Hallucinations are the enemy of research. If you ask ChatGPT "What is the GDP of Nigeria in 2024?", it might guess. You cannot build a thesis or a business strategy on guesses.
In 2026, a new class of "Deep Research Agents" has emerged. These tools browse the live web, read dozens of sources, cross-reference facts, and write reports with citations.
1. PlusB Darwin
Darwin is the deep research specialist within the PlusB ecosystem. When you ask Darwin a question, it doesn't just answer; it creates a research plan.
How Darwin Works:
- Plan: "I need to look for GDP data from the World Bank and IMF."
- Browse: It visits live URLs, reading PDFs and innovative charts.
- Synthesize: It combines conflicting data points to give you a nuanced answer.
- Cite: Every claim has a clickable footnote.
2. Elicit
Elicit is a godsend for academics. It is connected to massive repositories of semantic papers. You can ask: "What are the effects of creatine on cognitive function?" and it will summarize findings from 50 meta-analyses.

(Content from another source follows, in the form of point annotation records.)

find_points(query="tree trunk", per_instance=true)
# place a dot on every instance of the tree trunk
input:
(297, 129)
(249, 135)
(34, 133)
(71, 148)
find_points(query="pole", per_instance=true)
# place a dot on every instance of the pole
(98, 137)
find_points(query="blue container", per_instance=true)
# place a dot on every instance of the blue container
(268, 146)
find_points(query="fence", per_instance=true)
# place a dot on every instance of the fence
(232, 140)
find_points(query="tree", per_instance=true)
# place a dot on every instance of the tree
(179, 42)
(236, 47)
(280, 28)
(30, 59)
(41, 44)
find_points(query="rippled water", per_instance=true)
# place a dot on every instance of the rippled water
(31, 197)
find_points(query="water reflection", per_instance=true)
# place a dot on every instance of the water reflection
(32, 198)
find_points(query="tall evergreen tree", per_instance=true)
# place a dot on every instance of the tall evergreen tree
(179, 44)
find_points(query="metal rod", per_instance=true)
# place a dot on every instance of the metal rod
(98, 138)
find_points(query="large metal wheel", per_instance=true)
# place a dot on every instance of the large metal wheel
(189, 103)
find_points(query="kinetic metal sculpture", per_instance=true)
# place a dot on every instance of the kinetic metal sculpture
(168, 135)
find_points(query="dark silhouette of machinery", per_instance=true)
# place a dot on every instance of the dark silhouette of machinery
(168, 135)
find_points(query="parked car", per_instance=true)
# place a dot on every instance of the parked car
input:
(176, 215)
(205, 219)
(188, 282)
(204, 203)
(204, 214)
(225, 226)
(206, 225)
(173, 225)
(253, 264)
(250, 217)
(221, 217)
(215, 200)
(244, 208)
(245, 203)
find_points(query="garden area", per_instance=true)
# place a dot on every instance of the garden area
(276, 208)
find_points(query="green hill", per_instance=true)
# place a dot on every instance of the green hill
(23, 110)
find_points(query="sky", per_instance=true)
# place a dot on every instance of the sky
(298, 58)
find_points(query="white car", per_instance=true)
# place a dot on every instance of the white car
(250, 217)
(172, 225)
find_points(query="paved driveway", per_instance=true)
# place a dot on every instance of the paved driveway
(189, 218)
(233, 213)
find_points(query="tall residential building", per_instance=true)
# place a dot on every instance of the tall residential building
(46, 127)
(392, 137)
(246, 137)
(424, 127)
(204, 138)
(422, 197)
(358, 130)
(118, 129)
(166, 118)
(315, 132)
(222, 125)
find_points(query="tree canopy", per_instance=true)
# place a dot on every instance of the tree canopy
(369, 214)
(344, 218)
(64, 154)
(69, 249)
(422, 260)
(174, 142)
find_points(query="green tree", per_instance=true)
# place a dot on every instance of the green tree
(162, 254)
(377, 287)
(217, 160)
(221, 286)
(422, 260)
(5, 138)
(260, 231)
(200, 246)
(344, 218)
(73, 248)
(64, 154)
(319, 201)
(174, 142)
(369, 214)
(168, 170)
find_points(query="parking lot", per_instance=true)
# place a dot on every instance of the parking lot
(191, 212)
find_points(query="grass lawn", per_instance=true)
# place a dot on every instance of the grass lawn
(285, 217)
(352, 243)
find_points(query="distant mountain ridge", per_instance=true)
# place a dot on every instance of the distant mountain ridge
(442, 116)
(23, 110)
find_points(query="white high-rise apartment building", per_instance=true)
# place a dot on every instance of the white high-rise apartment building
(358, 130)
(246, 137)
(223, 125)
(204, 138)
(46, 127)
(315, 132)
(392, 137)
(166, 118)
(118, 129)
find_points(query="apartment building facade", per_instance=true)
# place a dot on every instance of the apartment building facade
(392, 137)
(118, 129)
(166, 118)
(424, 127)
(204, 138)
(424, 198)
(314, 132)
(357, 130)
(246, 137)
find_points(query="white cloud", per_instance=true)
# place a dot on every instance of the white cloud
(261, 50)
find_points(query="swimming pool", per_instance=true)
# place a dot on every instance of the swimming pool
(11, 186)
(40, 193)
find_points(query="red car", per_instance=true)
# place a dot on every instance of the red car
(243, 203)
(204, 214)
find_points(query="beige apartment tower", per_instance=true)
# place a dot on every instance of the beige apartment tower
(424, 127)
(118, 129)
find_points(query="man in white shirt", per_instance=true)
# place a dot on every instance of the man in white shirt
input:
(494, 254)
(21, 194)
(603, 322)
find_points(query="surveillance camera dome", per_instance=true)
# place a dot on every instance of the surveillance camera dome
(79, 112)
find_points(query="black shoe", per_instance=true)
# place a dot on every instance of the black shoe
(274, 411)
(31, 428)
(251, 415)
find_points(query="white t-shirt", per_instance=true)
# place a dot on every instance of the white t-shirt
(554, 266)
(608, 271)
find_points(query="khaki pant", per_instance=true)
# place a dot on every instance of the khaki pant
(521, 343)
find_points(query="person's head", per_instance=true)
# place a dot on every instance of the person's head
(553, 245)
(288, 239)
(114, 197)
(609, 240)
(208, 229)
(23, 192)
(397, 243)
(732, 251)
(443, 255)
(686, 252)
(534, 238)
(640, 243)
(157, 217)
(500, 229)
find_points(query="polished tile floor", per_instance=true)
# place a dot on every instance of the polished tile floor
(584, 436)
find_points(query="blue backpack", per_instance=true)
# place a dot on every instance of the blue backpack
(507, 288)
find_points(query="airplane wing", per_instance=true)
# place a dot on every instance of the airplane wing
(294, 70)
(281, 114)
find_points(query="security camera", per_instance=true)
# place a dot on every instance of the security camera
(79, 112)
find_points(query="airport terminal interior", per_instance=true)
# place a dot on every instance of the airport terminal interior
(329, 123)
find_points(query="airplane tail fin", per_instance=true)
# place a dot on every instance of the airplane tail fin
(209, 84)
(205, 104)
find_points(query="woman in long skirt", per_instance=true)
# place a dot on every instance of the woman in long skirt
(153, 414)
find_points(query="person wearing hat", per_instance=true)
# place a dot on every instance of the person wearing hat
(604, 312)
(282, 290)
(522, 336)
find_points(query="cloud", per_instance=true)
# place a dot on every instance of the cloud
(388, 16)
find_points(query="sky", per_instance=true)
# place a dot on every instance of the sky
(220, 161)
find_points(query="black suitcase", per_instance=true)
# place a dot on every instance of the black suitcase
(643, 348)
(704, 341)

It organizes the results into a matrix, allowing you to compare sample sizes and methodologies across studies.
3. Consensus
Consensus is exactly what it sounds like. It searches scientific literature to see if there is a consensus on a topic. "Does blue light hurt your eyes?" It will tell you: "Yes (70% of studies), No (20%), Inconclusive (10%)."
Comparison: The "Market Analysis" Test
We asked for a report on the "EV market growth in Southeast Asia."
- ChatGPT: Gave generic trends, some outdated data from 2023.
- Elicit: Too focused on academic papers, missed market news.
- PlusB Darwin: Found the latest government subsidies announced last week in Thailand and Indonesia.
Verdict
For scientific literature, use Elicit. For market research, news analysis, and general deep dives, PlusB Darwin is the most up-to-date tool available.